Introduction Urban growth modeling has evolved over recent years to capture increasingly well the details of urban morphology and structure on a qualitative as well as a quantitative level. In this paper we are concerned mainly with demonstrating the ability of the proposed framework to produce realistic urban growth patterns. Urban growth is a complex dynamical process in which many of the patterns which are observed at a macroscopic scale emerge as a result of microscopic dynamics. It is also often macroscopic properties that can be directly observed and measured in real systems. Therefore, comparative analysis of patterns observed in simulation and reality can be helpful for validating a model and thereby gaining knowledge about microscopic properties. Fractal analysis has been used extensively in the analysis of urban growth modeling and can capture morphological properties that elude other means of measurement. In addition to fractal dimension analysis we also introduce complementary methods and concepts for spatial analysis that are borrowed from statistical physics. Broadly speaking, urban modeling is directed at two objectives. On the one hand, modeling is aimed at providing a deeper theoretical understanding of urban dynamics.

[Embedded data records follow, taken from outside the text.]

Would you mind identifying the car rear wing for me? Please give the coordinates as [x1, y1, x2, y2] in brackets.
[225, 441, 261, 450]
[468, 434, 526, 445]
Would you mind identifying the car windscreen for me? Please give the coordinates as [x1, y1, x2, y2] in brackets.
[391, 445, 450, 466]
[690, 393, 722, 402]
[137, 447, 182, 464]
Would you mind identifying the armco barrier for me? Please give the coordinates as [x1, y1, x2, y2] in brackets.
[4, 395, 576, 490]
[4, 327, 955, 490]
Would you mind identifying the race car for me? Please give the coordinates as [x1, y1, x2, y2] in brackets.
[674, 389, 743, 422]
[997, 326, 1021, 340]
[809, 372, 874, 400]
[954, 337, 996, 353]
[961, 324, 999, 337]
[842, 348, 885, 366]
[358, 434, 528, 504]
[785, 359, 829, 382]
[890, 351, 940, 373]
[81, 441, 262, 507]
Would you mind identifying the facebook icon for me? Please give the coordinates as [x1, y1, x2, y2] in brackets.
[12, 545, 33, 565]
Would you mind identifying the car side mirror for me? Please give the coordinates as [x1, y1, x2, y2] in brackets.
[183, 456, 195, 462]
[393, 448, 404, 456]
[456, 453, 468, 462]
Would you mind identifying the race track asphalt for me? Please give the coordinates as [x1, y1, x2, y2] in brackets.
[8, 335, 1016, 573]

General and mathematically transparent models of urban growth have so far suffered from a lack in microscopic realism. Physical models that have been used for this purpose, i.e. Diffusionlimited Aggregation (DLA), Dielectric Breakdown Models (DBM) and Correlated Percolation all have microscopic dynamics for which analogies with urban growth appear stretched. Based on a Markov Random Field (MRF) formulation we have developed a model that is capable of reproducing a variety of important characteristic urban morphologies and that has realistic microscopic dynamics. The results presented in this paper are particularly important in relation to "urban sprawl", an important aspect of which is aggressively spreading low-density land uses. This type of growth is increasingly causing environmental, social and economical problems around the world. The micro dynamics of our model, or its "first principles", can be mapped to human decisions and motivations and thus potentially also to policies and regulations. We measure statistical properties of macrostates generated by the urban growth mechanism that we propose, and we compare these to empirical measurements as well as to results from other models. To showcase the open-ended-ness of the model and to thereby relate our work to applied urban planning we have also included a simulated city consisting of a large number of land use classes in which also topographical data have been used.